Stefano Rosso (Rossi all’anagrafe) è un cantautore attivo tra i Settanta e gli Ottanta, in un contesto storico in divenire, scosso dalle intemperanze degli oppressi. Un turbine di cambiamento che lui seppe buttar giù su un pentagramma mentre fuori dalla finestra ancora si spargeva l’odore acre dei lacrimogeni e delle auto bruciate, mentre le grida degli operai e degli studenti si alternavano ancora al silenzio dei nullatenenti, delle prime vittime del miracolo economico. Una storia disonesta, primo album datato 1977, traspone in un’atmosfera che subisce chiari influssi da tutta la tradizione popolare romanesca, il suo grido sommesso di rivolta: Girotondo, Letto 26, Una storia disonesta, conducono il cantautore trasteverino in un vortice di fama e notorietà che forse mai l’interprete si sarebbe augurato.

Simone Avincola, classe 1987, cantautore anch’egli. Un curriculum cosparso senz’altro più di chitarre e accordi che non di metri di pellicola, raccoglie i cocci della conoscenza che il grande pubblico ha di questo straordinario artista, mai realmente adeguata, e firma Stefano Rosso – L’ultimo romano. Più che un documentario biografico sembra un rispettoso omaggio questo, un dono riguardoso nei confronti di chi ha ricevuto meno di ciò che avrebbe meritato.
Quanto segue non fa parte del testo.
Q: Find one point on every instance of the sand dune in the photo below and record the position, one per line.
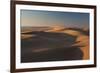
(46, 40)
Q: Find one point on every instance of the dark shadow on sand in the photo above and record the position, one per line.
(56, 47)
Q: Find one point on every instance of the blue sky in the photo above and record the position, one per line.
(33, 18)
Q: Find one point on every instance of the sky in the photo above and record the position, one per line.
(37, 18)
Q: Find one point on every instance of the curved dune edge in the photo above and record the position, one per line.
(83, 40)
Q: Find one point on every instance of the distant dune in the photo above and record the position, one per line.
(53, 34)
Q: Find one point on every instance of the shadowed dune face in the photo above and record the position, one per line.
(53, 44)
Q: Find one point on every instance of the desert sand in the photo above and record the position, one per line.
(54, 43)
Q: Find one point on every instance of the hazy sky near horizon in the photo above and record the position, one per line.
(33, 18)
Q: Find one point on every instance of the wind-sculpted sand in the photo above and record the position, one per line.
(82, 39)
(54, 43)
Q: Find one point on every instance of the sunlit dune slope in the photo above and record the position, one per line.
(82, 39)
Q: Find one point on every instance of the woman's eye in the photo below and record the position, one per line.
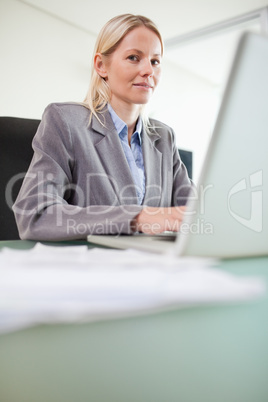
(133, 57)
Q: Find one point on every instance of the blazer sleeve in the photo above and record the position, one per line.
(42, 210)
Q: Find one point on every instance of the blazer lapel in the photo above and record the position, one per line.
(153, 167)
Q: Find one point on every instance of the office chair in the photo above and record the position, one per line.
(16, 135)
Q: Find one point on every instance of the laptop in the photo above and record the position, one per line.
(228, 217)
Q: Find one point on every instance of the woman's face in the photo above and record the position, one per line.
(133, 69)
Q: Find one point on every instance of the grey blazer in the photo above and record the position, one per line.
(79, 181)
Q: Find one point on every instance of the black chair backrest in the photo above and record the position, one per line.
(16, 135)
(16, 152)
(187, 159)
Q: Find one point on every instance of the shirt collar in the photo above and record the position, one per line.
(121, 126)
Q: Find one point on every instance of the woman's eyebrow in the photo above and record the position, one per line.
(141, 52)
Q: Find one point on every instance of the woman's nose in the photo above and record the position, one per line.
(147, 68)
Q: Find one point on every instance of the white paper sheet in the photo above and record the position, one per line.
(72, 284)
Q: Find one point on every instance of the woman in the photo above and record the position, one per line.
(103, 167)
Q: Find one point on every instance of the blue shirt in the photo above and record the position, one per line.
(133, 152)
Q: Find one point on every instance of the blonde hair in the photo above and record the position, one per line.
(107, 42)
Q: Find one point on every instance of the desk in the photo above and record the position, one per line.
(206, 354)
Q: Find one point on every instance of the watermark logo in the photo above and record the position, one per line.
(254, 222)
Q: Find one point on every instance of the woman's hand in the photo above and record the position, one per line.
(153, 220)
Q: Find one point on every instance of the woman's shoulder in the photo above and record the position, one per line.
(68, 108)
(160, 128)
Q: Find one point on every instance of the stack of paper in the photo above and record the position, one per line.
(70, 284)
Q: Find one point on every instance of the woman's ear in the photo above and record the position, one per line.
(100, 66)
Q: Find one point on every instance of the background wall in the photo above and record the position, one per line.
(43, 60)
(46, 59)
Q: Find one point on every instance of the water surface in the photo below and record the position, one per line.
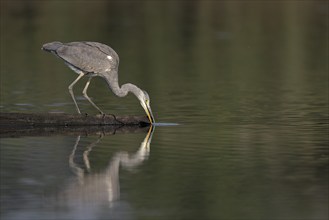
(243, 86)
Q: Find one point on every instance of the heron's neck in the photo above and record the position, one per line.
(124, 89)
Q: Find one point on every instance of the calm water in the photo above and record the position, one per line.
(247, 84)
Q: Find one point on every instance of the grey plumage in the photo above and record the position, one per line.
(96, 59)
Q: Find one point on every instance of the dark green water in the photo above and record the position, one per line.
(246, 82)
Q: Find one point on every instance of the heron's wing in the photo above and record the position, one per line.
(88, 58)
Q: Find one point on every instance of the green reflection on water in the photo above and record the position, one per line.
(247, 82)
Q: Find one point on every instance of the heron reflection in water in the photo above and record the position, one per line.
(95, 189)
(96, 59)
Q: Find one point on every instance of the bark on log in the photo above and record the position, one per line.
(31, 124)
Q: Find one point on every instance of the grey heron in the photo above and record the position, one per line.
(96, 59)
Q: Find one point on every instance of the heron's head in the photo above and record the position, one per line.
(145, 102)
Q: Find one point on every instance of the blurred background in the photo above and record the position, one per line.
(246, 80)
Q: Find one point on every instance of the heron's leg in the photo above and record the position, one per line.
(84, 92)
(71, 90)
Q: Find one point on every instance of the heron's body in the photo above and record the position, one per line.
(96, 59)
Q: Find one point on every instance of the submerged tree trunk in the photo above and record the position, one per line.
(21, 124)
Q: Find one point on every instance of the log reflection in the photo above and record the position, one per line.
(94, 190)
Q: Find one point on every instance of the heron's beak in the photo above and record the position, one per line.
(148, 111)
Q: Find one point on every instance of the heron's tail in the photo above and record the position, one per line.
(53, 46)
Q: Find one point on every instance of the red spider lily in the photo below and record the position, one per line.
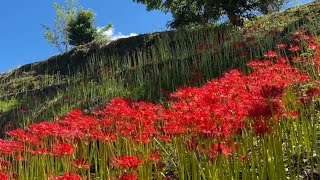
(242, 158)
(154, 156)
(40, 151)
(281, 46)
(296, 59)
(142, 139)
(294, 48)
(268, 91)
(261, 127)
(4, 163)
(282, 60)
(250, 39)
(66, 176)
(19, 157)
(165, 138)
(271, 54)
(81, 163)
(312, 46)
(9, 147)
(126, 162)
(62, 148)
(299, 32)
(191, 144)
(313, 92)
(133, 176)
(274, 32)
(3, 176)
(219, 147)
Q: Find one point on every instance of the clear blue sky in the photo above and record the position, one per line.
(22, 36)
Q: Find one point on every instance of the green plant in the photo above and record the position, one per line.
(200, 12)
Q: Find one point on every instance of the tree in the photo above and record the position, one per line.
(201, 12)
(81, 28)
(73, 26)
(59, 35)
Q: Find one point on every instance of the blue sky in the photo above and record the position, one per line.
(22, 36)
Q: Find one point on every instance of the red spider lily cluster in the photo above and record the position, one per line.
(216, 112)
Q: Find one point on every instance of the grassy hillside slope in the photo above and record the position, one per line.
(142, 67)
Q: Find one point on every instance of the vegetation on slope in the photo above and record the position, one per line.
(140, 66)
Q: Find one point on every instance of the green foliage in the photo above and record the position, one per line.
(5, 105)
(59, 35)
(201, 12)
(73, 26)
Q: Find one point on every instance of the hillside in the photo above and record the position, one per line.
(142, 67)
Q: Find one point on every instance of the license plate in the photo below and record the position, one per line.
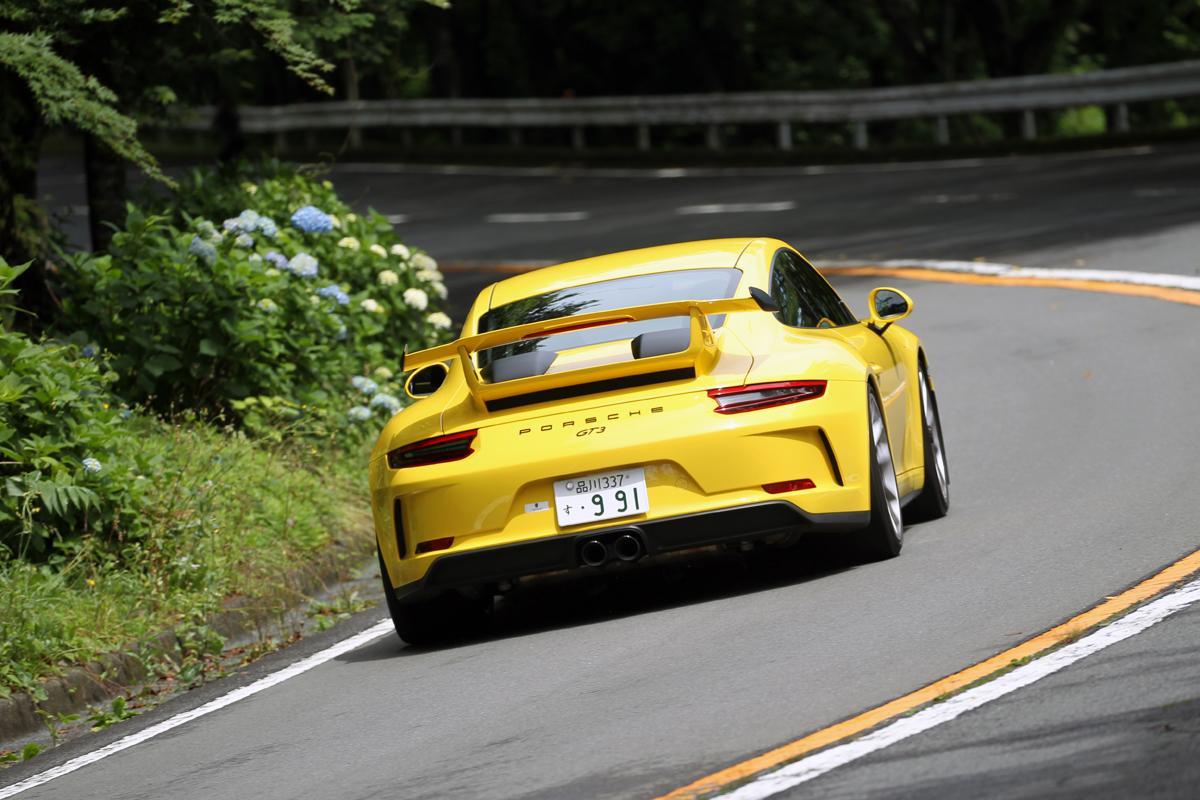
(600, 495)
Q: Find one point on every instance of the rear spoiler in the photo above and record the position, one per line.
(701, 347)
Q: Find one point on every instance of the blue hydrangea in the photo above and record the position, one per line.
(267, 227)
(203, 251)
(312, 220)
(387, 402)
(334, 292)
(365, 385)
(303, 265)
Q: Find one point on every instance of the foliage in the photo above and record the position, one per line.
(220, 515)
(263, 316)
(59, 441)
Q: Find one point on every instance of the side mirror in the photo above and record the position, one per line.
(426, 380)
(888, 306)
(765, 300)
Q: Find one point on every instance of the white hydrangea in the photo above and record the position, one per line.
(417, 299)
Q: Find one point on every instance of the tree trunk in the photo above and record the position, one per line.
(25, 233)
(107, 191)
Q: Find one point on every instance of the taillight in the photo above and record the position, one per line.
(437, 450)
(736, 400)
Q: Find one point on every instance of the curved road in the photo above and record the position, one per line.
(1069, 419)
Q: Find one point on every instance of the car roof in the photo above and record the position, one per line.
(712, 253)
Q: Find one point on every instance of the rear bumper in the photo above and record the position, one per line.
(550, 554)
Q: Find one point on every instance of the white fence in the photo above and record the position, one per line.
(1025, 95)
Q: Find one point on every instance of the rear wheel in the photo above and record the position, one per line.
(935, 497)
(883, 537)
(445, 617)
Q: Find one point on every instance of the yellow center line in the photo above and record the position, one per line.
(917, 274)
(1061, 633)
(1068, 631)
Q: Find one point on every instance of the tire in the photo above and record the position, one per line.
(934, 500)
(450, 615)
(883, 536)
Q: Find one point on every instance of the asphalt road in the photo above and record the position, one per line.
(1071, 432)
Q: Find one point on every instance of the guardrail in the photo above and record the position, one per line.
(1111, 88)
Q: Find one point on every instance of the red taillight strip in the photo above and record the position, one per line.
(757, 396)
(453, 446)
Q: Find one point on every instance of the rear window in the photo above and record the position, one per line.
(606, 295)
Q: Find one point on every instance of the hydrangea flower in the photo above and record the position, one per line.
(334, 292)
(387, 402)
(417, 299)
(364, 385)
(303, 265)
(312, 220)
(203, 251)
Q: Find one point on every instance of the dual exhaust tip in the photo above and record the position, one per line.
(625, 547)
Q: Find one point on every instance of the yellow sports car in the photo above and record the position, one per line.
(652, 401)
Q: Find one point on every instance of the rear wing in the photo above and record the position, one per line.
(701, 346)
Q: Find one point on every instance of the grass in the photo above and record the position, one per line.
(226, 519)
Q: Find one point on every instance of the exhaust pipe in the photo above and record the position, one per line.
(628, 547)
(593, 553)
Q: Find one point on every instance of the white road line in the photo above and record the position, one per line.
(817, 764)
(737, 208)
(547, 216)
(292, 671)
(1013, 271)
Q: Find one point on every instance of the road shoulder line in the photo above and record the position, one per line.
(1062, 633)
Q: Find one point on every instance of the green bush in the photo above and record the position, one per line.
(60, 441)
(267, 316)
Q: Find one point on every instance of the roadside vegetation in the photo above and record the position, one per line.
(190, 428)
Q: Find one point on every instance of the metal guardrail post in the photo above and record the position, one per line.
(643, 137)
(784, 134)
(1029, 125)
(862, 138)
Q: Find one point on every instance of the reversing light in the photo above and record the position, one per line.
(789, 486)
(437, 450)
(736, 400)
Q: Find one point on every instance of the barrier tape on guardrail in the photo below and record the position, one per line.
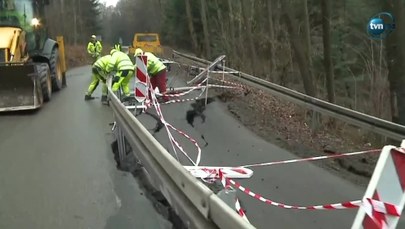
(167, 125)
(311, 158)
(238, 207)
(375, 205)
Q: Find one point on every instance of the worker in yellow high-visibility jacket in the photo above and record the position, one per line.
(100, 70)
(94, 48)
(125, 70)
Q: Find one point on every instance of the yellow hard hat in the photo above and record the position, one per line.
(138, 52)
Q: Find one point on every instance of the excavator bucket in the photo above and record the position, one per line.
(19, 87)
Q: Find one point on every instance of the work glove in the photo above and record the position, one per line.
(115, 87)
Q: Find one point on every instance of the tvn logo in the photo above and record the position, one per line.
(376, 26)
(380, 25)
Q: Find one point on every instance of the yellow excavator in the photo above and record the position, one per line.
(31, 65)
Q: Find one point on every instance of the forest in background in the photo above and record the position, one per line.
(318, 47)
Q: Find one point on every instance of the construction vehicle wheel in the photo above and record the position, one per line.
(46, 81)
(56, 70)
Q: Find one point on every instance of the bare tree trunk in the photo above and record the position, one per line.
(299, 48)
(327, 51)
(232, 30)
(221, 23)
(191, 27)
(396, 62)
(307, 33)
(241, 48)
(205, 28)
(249, 34)
(272, 40)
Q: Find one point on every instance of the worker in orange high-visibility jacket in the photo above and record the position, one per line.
(156, 70)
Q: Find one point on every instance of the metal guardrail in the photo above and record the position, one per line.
(194, 202)
(374, 124)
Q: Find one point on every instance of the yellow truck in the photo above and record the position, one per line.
(31, 64)
(148, 42)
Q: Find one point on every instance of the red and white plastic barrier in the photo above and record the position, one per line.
(387, 185)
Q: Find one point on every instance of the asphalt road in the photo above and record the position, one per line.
(231, 144)
(57, 169)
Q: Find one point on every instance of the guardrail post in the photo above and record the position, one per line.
(61, 45)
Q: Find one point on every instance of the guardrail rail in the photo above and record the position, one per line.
(194, 202)
(371, 123)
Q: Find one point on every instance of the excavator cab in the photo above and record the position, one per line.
(30, 66)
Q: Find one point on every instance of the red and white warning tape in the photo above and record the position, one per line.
(230, 83)
(311, 158)
(238, 207)
(167, 125)
(375, 205)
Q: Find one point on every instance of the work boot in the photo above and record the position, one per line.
(88, 97)
(104, 100)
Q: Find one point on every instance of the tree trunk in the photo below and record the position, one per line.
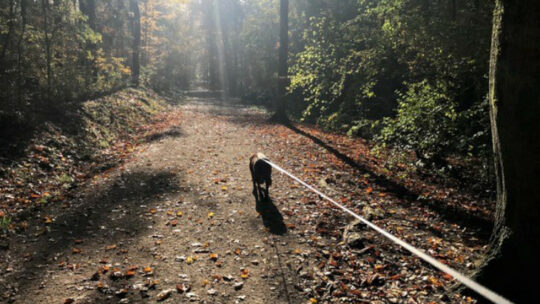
(514, 94)
(88, 8)
(48, 48)
(136, 50)
(20, 51)
(11, 25)
(283, 68)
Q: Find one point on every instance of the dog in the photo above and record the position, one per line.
(261, 172)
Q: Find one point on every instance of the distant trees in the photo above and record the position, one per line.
(54, 51)
(514, 97)
(283, 70)
(410, 73)
(136, 47)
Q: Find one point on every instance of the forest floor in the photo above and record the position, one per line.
(177, 222)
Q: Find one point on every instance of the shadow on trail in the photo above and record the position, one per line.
(271, 217)
(451, 213)
(111, 214)
(174, 132)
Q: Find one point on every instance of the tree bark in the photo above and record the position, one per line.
(514, 94)
(283, 80)
(88, 8)
(48, 47)
(136, 48)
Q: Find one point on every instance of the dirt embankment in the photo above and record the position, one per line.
(50, 153)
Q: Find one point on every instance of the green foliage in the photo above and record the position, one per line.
(426, 121)
(410, 73)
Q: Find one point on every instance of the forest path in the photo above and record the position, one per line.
(180, 217)
(185, 197)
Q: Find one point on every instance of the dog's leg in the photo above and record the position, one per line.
(255, 188)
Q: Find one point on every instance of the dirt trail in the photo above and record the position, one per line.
(180, 217)
(184, 198)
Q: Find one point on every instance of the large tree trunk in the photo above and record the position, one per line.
(283, 79)
(514, 94)
(136, 48)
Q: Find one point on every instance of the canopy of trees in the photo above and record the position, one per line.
(411, 73)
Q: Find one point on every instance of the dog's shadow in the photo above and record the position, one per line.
(272, 218)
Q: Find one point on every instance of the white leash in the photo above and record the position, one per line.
(480, 289)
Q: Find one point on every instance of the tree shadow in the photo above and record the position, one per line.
(109, 214)
(453, 213)
(173, 132)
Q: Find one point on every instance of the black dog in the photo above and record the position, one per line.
(261, 172)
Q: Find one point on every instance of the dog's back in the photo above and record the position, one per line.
(261, 171)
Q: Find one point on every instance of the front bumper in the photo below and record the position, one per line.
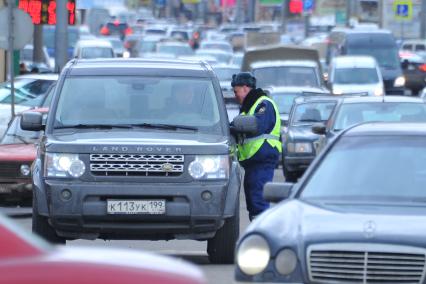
(19, 189)
(85, 216)
(297, 163)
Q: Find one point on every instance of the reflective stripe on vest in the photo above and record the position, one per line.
(251, 145)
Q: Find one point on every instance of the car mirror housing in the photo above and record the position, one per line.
(276, 192)
(245, 124)
(32, 121)
(319, 128)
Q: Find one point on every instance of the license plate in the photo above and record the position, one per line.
(154, 207)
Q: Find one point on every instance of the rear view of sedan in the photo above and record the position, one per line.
(26, 259)
(357, 215)
(355, 75)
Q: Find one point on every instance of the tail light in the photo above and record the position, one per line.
(422, 67)
(128, 31)
(104, 31)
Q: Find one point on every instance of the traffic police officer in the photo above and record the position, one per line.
(258, 153)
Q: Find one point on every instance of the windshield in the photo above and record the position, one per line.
(26, 90)
(353, 113)
(96, 52)
(118, 100)
(284, 101)
(15, 135)
(225, 74)
(387, 57)
(347, 76)
(386, 167)
(286, 76)
(312, 112)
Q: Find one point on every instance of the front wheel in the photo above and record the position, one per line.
(221, 247)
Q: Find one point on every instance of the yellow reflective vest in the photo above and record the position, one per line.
(249, 147)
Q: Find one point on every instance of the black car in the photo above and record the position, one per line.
(353, 110)
(356, 216)
(136, 159)
(299, 142)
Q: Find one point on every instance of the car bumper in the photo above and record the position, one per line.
(187, 215)
(297, 163)
(16, 190)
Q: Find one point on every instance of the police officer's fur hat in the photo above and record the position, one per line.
(243, 79)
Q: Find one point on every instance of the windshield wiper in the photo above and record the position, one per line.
(165, 126)
(99, 126)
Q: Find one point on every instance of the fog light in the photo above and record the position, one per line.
(77, 168)
(66, 194)
(206, 195)
(25, 170)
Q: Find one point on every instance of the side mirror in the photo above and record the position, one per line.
(245, 124)
(319, 128)
(32, 121)
(276, 192)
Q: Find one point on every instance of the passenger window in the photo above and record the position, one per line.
(407, 47)
(420, 47)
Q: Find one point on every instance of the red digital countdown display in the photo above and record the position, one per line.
(44, 11)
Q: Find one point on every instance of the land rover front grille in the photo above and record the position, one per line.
(136, 165)
(358, 263)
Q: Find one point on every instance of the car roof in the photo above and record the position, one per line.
(315, 98)
(381, 99)
(354, 61)
(139, 66)
(295, 89)
(387, 128)
(94, 43)
(43, 76)
(278, 63)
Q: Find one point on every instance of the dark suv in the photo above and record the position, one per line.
(137, 149)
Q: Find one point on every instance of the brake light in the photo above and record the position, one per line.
(104, 31)
(422, 67)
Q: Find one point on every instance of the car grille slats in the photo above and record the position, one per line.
(136, 165)
(368, 265)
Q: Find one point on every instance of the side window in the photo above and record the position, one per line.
(420, 47)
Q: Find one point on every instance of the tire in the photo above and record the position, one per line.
(221, 248)
(41, 227)
(290, 176)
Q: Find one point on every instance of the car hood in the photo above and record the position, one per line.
(126, 258)
(302, 133)
(138, 142)
(17, 152)
(303, 223)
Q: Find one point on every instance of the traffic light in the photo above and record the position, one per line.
(295, 7)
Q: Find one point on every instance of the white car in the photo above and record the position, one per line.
(93, 48)
(355, 75)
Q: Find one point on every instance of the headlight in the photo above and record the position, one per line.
(299, 147)
(337, 92)
(253, 255)
(378, 92)
(399, 82)
(63, 165)
(25, 170)
(286, 261)
(209, 167)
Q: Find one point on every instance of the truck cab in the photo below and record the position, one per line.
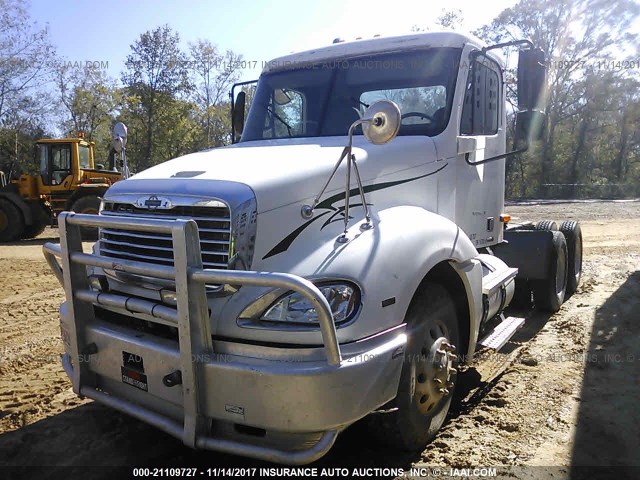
(336, 261)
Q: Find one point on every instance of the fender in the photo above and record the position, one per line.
(388, 262)
(434, 239)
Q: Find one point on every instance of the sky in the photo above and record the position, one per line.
(91, 31)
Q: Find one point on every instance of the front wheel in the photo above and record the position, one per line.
(429, 372)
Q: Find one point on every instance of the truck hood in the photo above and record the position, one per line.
(284, 171)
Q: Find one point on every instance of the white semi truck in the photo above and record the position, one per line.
(342, 258)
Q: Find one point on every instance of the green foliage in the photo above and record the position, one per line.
(175, 101)
(590, 143)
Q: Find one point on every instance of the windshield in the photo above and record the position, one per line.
(324, 99)
(85, 156)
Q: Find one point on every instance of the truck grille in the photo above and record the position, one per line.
(214, 227)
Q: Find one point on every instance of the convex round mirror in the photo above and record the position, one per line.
(384, 123)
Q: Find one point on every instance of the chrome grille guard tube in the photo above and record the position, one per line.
(191, 316)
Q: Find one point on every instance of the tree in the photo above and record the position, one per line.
(25, 60)
(578, 36)
(89, 96)
(213, 74)
(156, 74)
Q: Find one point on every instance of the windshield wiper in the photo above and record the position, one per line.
(275, 115)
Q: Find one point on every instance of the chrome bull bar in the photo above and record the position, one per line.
(191, 317)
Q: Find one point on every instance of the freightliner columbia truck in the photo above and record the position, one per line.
(340, 260)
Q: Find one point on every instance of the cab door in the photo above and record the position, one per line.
(480, 186)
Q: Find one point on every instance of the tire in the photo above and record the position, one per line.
(40, 217)
(425, 391)
(548, 294)
(88, 204)
(547, 225)
(573, 235)
(11, 221)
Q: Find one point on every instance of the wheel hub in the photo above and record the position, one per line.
(434, 374)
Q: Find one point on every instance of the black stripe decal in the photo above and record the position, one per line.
(327, 204)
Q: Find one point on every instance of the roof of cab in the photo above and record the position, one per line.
(372, 45)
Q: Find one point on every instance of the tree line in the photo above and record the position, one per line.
(175, 101)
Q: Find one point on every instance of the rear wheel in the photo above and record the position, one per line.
(11, 221)
(548, 294)
(89, 204)
(573, 236)
(428, 375)
(546, 225)
(40, 219)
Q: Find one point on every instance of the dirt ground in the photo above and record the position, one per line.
(562, 394)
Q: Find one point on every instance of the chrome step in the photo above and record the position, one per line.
(502, 333)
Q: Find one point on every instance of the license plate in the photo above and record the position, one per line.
(134, 378)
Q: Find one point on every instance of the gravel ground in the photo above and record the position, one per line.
(562, 393)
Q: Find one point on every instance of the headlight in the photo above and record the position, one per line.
(343, 298)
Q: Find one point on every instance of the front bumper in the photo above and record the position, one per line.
(284, 405)
(293, 406)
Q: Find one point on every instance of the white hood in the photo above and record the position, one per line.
(286, 171)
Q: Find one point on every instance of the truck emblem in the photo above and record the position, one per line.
(154, 202)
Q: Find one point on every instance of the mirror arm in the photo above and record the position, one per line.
(508, 44)
(307, 210)
(496, 157)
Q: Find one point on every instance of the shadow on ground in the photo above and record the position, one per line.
(608, 422)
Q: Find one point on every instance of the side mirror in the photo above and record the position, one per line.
(237, 116)
(119, 136)
(532, 76)
(381, 122)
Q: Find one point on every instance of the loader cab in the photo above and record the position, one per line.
(55, 161)
(63, 162)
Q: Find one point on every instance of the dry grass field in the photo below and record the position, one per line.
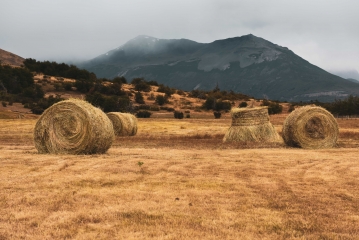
(176, 180)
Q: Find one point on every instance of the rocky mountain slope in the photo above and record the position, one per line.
(246, 64)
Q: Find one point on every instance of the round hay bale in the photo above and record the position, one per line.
(310, 127)
(252, 125)
(73, 127)
(124, 124)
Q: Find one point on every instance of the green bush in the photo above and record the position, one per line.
(143, 114)
(161, 100)
(273, 107)
(243, 104)
(139, 98)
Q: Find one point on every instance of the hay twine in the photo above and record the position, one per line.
(310, 127)
(251, 125)
(124, 124)
(73, 127)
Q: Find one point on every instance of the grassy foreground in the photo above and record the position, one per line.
(177, 180)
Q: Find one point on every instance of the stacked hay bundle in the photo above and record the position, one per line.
(73, 127)
(124, 124)
(251, 124)
(310, 127)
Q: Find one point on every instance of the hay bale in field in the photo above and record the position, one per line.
(310, 127)
(124, 124)
(251, 124)
(73, 127)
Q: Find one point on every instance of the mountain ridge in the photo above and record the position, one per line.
(247, 64)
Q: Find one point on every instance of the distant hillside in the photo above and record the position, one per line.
(8, 58)
(247, 64)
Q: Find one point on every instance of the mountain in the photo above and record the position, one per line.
(247, 64)
(350, 74)
(9, 58)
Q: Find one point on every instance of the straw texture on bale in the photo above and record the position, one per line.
(124, 124)
(310, 127)
(252, 125)
(73, 127)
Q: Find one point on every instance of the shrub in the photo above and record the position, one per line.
(154, 108)
(273, 107)
(143, 114)
(217, 114)
(161, 100)
(169, 109)
(139, 98)
(165, 89)
(178, 115)
(151, 97)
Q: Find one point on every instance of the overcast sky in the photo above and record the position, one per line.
(324, 32)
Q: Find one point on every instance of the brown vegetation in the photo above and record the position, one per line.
(8, 58)
(75, 127)
(124, 124)
(176, 179)
(251, 125)
(310, 127)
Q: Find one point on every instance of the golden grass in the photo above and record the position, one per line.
(251, 125)
(310, 127)
(177, 180)
(75, 127)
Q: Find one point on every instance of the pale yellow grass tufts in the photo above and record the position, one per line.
(252, 125)
(124, 124)
(310, 127)
(73, 127)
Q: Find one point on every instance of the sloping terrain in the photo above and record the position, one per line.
(9, 58)
(247, 64)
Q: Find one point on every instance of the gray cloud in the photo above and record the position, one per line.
(323, 32)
Inizia un lento e imperterrito peregrinare per le vie di Trastevere, tra Via della Scala e Vicolo del Cinque, dove personaggi della vita di Stefano Rosso si affannano nel tratteggiare questo anarchico sbruffone, un simpatico cazzaro, un uomo dalla straordinaria capacità di cantare ciò che osservava. Edoardo De Angelis, Claudio Lolli, Luigi “Grechi” De Gregori (fratello di Francesco) si danno il cambio sullo schermo, aggiungendo ognuno qualcosa non solo sul personaggio ma sulla Roma che lo accolse e si cullò con lui. Avincola parla di un personaggio e del suo contesto, quello straordinario matrimonio che ne fuoriuscì lo aiuta senza dubbio a firmare un’opera piacevole e dal fortissimo sapore di nostalgia, per un bar di San Callisto che non vediamo e viviamo più come quello straordinario luogo che fu, per un Folkstudio che con gli anni è tornata la cantina che fu, priva del coraggio di Giancarlo Cesaroni e dell’irriverente vena artistica di Harold Bradley.

Stefano Rosso – L’ultimo romano è un’opera didattica, a tratti istintiva come tutti gli atti d’amore ma sincera e appassionata. E sopra ogni cosa un’opera nata con e per Stefano Rosso, per la divulgazione delle sue canzoni, affinché un pubblico sempre più vasto arrivi a conoscerlo. In questa direzione corre la decisione di rendere il film visibile a tutti a partire da Aprile, sul sito del suo principale artefice.